By Noah Brenner, Jackson Hole, Wyo.
September 4, 2008

Jackson Hole Republicans, along with the rest of the country, were eagerly awaiting the speech by Sen. John McCain’s vice presidential pick Wednesday at the Republican National Convention in Minneapolis-St. Paul.
 
Sarah Palin, the governor of Alaska, has been squarely in the media spotlight since McCain announced her as his running mate Friday in Ohio. But Jackson Hole participants say they, and other convention-goers, still don’t feel they know the woman who could be second in line for the presidency.
 
“She needs to explain a little more about her background and sell the audience on her experience,” said Joe Schloss, chairman of the Teton County Republican Party, who is in the Twin Cities for the convention. “She needs to be vetted because we don’t know much about her. She is a beautiful woman, a very attractive and engaging person, but one thing I am a little concerned about is people want to know more about her experience level.”
 
Though many in the media and the Democratic Party have questioned Palin’s knowledge of federal policy issues, Schloss said she still needs to cement herself as a national-level politician and tell her personal story to voters before moving on to more technical policy issues.
 
“If she can sell herself well and she can pull it off, that would be a huge help to McCain,” Schloss said. “The Republicans I have seen will all support her, but there is a little concern that, God forbid, something should happen to the president, would she be prepared to take over.”
 
Jackson Hole resident Diana Vaughan, who is in Minnesota as the chairwoman of the Wyoming Republican Party, was confident Palin would say what she needed to, in the way she needed to, to win over party faithful and independents.
 
“If she does as well as she did the first time I saw her speak when Senator McCain asked her to run — I thought she was fabulous then — everyone in the country will understand tonight why he chose her,” Vaughan said. “We are very fortunate to have her on the ticket and she has really created a lot of excitement here.”
 
As the threats to the Gulf states from Hurricane Gustav subsided Tuesday, convention-goers were able to refocus on the Republican Party, and their candidate for president.
 
“Everyone is really excited,” Vaughan said on her way to a caucus to discuss McCain as a candidate. “I am looking forward to the speakers this evening and the role-call vote.”
 
But not everything was party politics, Vaughan said.
 
Members of the Wyoming delegation took Wednesday morning to help assemble comfort packages for people displaced by the hurricane, Vaughan said.
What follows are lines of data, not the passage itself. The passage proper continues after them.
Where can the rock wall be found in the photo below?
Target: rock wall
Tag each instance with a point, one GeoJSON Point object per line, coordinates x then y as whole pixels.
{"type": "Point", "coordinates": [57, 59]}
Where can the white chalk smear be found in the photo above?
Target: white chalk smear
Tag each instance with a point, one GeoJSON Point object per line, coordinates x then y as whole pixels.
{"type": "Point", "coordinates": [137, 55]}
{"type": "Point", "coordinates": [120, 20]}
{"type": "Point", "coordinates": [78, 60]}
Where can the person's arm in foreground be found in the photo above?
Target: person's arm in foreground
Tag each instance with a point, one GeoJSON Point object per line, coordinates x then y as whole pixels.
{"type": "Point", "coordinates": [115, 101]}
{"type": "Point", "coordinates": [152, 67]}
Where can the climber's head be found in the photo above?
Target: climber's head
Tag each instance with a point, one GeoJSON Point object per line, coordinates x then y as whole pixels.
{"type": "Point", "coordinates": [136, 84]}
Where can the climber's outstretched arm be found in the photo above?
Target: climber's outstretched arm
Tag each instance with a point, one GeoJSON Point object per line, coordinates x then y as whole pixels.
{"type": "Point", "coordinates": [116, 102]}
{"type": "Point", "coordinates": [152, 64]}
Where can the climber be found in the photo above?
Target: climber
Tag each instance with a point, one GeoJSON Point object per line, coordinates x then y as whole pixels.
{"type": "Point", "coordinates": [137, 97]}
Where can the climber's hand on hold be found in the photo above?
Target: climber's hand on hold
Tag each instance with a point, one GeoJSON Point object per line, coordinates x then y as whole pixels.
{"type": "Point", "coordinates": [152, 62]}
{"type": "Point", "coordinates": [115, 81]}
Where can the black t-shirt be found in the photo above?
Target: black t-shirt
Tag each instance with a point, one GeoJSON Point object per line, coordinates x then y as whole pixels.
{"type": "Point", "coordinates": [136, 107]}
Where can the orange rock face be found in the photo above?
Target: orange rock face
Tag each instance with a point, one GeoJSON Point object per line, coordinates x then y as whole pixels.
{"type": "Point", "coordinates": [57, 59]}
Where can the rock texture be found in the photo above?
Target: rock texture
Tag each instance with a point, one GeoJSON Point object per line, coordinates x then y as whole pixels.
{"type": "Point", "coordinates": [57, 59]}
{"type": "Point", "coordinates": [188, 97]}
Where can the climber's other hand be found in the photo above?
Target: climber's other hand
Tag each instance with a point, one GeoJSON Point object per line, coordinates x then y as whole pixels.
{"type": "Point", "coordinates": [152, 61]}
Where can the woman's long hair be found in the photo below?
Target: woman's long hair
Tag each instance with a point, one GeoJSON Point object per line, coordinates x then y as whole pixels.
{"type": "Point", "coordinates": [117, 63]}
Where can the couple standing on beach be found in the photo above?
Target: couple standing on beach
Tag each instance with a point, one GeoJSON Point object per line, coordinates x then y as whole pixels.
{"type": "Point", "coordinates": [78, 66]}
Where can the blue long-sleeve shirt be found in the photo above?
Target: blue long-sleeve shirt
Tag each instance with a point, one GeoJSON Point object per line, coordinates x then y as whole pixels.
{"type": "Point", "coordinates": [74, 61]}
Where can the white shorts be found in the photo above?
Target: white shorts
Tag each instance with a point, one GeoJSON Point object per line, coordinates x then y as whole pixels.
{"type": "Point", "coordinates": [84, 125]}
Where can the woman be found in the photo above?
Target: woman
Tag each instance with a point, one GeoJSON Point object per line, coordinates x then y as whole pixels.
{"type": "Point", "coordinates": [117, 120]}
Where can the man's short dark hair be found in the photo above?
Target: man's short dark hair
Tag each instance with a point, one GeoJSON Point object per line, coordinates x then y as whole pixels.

She and other Jackson Hole participants boxed up donated personal items.
 
“Probably about 15 people from Wyoming sat in a line with soap and toothpaste and toothbrushes and hand sanitizer and shampoo and put all those things in [boxes],” she said. “We just kept packing all these boxes.”
 
Some of the underlying excitement of any major political event is the chance to run into famous figures in the party, and Vaughan and company just missed one of the biggest while packing care boxes.
 
“Talk about a day late and a dollar short,” she said, laughing. “The majority of us had left and Senator McCain showed up.”